『改訂新版 楽天の日々』(古井由吉)を読み終わった。00年代から10年代頃の文章を集めたものです。既読のものもいくつかあるんですが、似たような話題も多いので自分の記憶が正確かはわからない。日記や同時期の文章が並んでいることもあり、この話題があちらにつながったのかなと思われるようなものもいくつかある。
それにしてもというか、当然といえば当然に老いの話題が多い。古井由吉が老いを意識したのは31歳の頃、歯科で指摘されたことがきっかけであることをなにかの年表で読んだことがある。そのときは年表に書かれたその情報を謎に思いましたが、確かに同氏の文章では老いについての話題がよくのぼるので親切ではあるのかもしれない(そうか?)。
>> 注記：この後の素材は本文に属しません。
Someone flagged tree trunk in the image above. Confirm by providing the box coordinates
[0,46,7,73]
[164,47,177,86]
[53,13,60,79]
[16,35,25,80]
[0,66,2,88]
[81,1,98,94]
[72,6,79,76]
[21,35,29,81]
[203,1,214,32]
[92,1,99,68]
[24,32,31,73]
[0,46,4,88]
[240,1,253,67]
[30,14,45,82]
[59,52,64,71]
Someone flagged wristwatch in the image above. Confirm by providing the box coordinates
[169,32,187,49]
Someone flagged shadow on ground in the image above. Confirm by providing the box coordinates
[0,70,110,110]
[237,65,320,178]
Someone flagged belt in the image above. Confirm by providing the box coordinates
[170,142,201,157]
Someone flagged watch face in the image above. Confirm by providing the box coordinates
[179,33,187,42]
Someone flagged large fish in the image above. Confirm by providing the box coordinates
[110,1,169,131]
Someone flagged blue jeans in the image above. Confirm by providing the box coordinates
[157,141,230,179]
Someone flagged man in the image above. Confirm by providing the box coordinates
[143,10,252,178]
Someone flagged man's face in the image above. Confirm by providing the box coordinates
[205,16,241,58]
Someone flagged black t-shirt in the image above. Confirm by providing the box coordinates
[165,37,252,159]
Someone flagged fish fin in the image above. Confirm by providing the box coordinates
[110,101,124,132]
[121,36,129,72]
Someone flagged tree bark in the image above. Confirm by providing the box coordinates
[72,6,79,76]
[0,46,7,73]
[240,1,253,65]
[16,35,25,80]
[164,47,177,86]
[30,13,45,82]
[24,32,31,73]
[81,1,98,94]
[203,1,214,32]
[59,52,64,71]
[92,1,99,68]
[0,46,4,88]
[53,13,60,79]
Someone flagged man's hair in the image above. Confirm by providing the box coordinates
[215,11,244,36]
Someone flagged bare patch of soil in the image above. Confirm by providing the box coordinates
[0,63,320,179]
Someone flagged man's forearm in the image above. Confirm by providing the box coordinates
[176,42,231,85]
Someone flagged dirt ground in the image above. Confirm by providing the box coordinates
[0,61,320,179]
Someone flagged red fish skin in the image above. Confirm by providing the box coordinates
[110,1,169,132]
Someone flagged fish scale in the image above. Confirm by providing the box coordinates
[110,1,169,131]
自分の中に老いがあるということ、自分の中に他者であり、すでにどこか懐かしい感覚であり、見知らぬものがあるということ。
ますかがみ そこなる影に むかひ居て
見るときにこそ 知らぬおきなに 逢ふここちすれ (『拾遺和歌集』)『改訂新版 楽天の日々』370頁
この旋頭歌に触れて、「自分の老いの姿を見る心はたいてこんなものだろう。」と書いている。老人が鏡に向かっていると取る。あるいは、壮年期のものが鏡の中に自分の老いを見出すと取る。わたしは自分の日々の生活があっという間で週末にやっと息継ぎをしているような状態で、なかなか我が身を顧みることもない暮らしをしていると、こういう瞬間がどこでくるのかわからない。それよりも自分から目をそらしているところも多分にありそう。